What we can show you is which departments in which universities have ELT research deemed by the specialist experts from the REF to have produced world class or internationally excellent work in education or in English language or in linguistics. It is up to prospective students to work out which field most closely aligns with their academic interests and career ambitions, and which departments in each field most interests them.
We must emphasise that a research-active department is not necessarily the right place for all Master’s students to go. Those new to teaching or just looking to improve may prefer a practical course with lots of hands-on practice and will be much happier in a course run by teachers and trainers in a language centre, and there are plenty of good ones.
It is, of course, possible to combine the two, as is done in the Master’s courses jointly run by education departments and language centres at Nottingham, Glasgow and Sheffield Hallam, all of which appear in our education ranking starting on the opposite page.
Of course, the scores under, say, English language or linguistics do not just refer to the ELT staff.

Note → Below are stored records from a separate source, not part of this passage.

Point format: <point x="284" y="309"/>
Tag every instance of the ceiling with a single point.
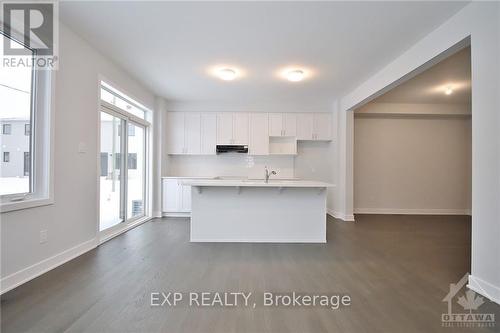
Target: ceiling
<point x="171" y="46"/>
<point x="430" y="86"/>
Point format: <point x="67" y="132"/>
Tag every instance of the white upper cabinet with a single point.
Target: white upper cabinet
<point x="282" y="124"/>
<point x="259" y="134"/>
<point x="240" y="128"/>
<point x="175" y="133"/>
<point x="314" y="126"/>
<point x="290" y="124"/>
<point x="192" y="133"/>
<point x="275" y="124"/>
<point x="232" y="128"/>
<point x="198" y="133"/>
<point x="224" y="128"/>
<point x="304" y="126"/>
<point x="208" y="133"/>
<point x="322" y="126"/>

Indeed, in past REF-style exercises, it was possible for researchers to not even submit their research for assessment. But REF 2021 stopped this, insisting that all staff with significant research responsibility submit some of their work for assessment. Over 76,000 staff submitted their research, 50% more than in 2014 when the last REF took place.

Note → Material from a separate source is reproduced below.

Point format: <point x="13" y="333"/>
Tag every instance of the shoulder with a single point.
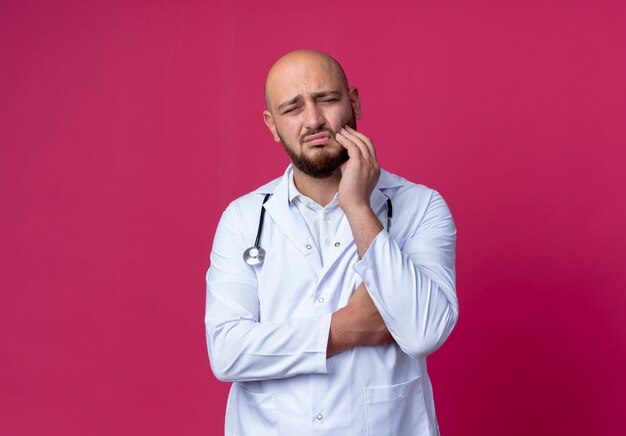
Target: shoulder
<point x="253" y="199"/>
<point x="399" y="188"/>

Another major difference is the increase in the emphasis on the social and economic impact of the research rather than just the power. That is, the total amount of researchers submitting and the total amount of research submitted. This has produced a revolution in the kind of university which is recognised as outstanding in an individual field. Although the elite research universities who belong to the Russell Group still did well, the newer universities – be they ‘plate glass’ universities founded in the 60s or the post-92 institutions, which were awarded university status after 1992 – could also rise to the top in a particular area.
Take the top performers in our three Units of Assessment: Britain’s most ancient university, Oxford, tops the ELT-related Master’s charts in education, the hugely popular plate glass university, Lancaster, tops our charts in linguistics, while in English language it is the post-92 University of Bedfordshire which, thanks to its world-beating team at Centre for Research in English Language Learning and Assessment that nosed ahead of the traditional corpus giants at Birmingham, Nottingham and Liverpool to take top spot in English language.
Remember, these are rankings of subjects in particular departments, not of universities overall. And if you’re looking for a Master’s from our list you need to decide first what is your primary interest in English language teaching. Is it English in particular, language in general or teaching, and then you should know if your best bet is a department which does research in English language, linguistics or education.
We have tried as hard as we can to track down all the departments offering an ELT related Master’s which submitted to the REF in these three subjects. If we have left your department out, let us know. If you are angry at the weight given in our listings to impact rather than research power, we apologise, but we depend on the boffins at the THE, who are much better at rankings than we are.
And, finally, congratulations to all the universities listed here. Every last one of you has produced research which has been deemed by REF experts as world ranking and/or internationally excellent, and you all offer great Master’s. British ELT should be proud of you.